Big huge giant loves and thanks to my Kless family, I can't love them enough. I really can't, being apart of this family has given me so much already. I can't explain the beauty of such a thing with words, I truly do feel at home here :)
Big huge giant loves n feels so my other exchange student friends, hold in there guys. Sometimes, I feel so desperately alone but then I remember you guys are probably feeling the same way and I just know I'm not in this alone. 
Large amounts of gratitude to people like my lovely Frau Burkholder, Miss Tinker, Kelly McLeoed and other teachers who helped me get here :) 

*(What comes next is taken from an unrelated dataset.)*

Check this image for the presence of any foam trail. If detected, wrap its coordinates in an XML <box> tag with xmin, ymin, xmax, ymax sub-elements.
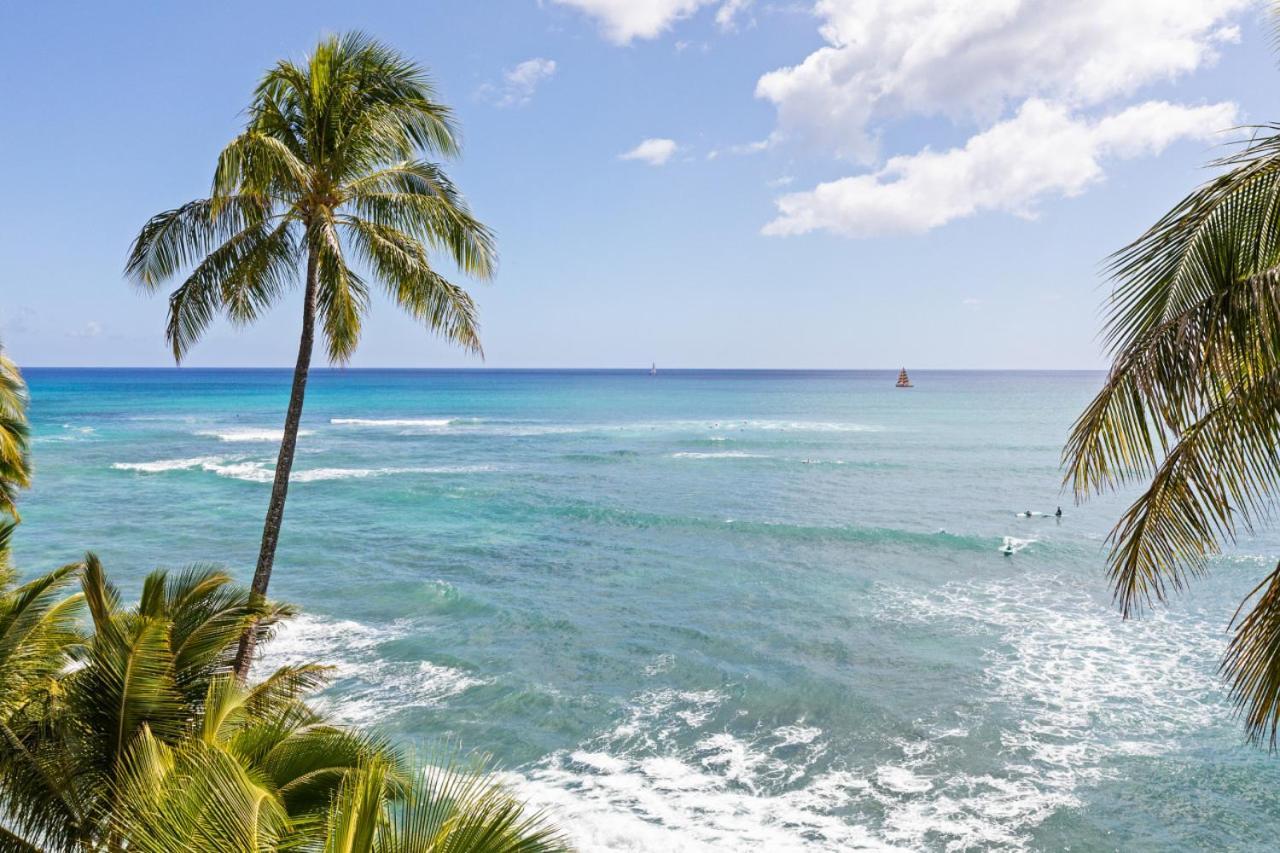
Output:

Big huge loves and cares to anyone and everyone helping me out with school. I need it. 
Big loves n kisses to all you guys back there at Boise High...You need it. I'm sure everything is completely different and horrible without me ;) (not really but surriously guys hold in there you're almost done)
Big huge kisses and loves to Nicko and the guys. Really honestly though, I only miss Hagrid. 
And the biggest hugs go to my siblings and my parents. I really do miss them terribly. Growing up is tough and I thank you mom and dad for every bit of love and support you've given me because I certainly would not make it without the confidence you put upon me. I miss Erik and Ian and Katie with all my heart and the doggies as well :(

Turning 18 in two weeks...
Where the time has gone, I have no idea.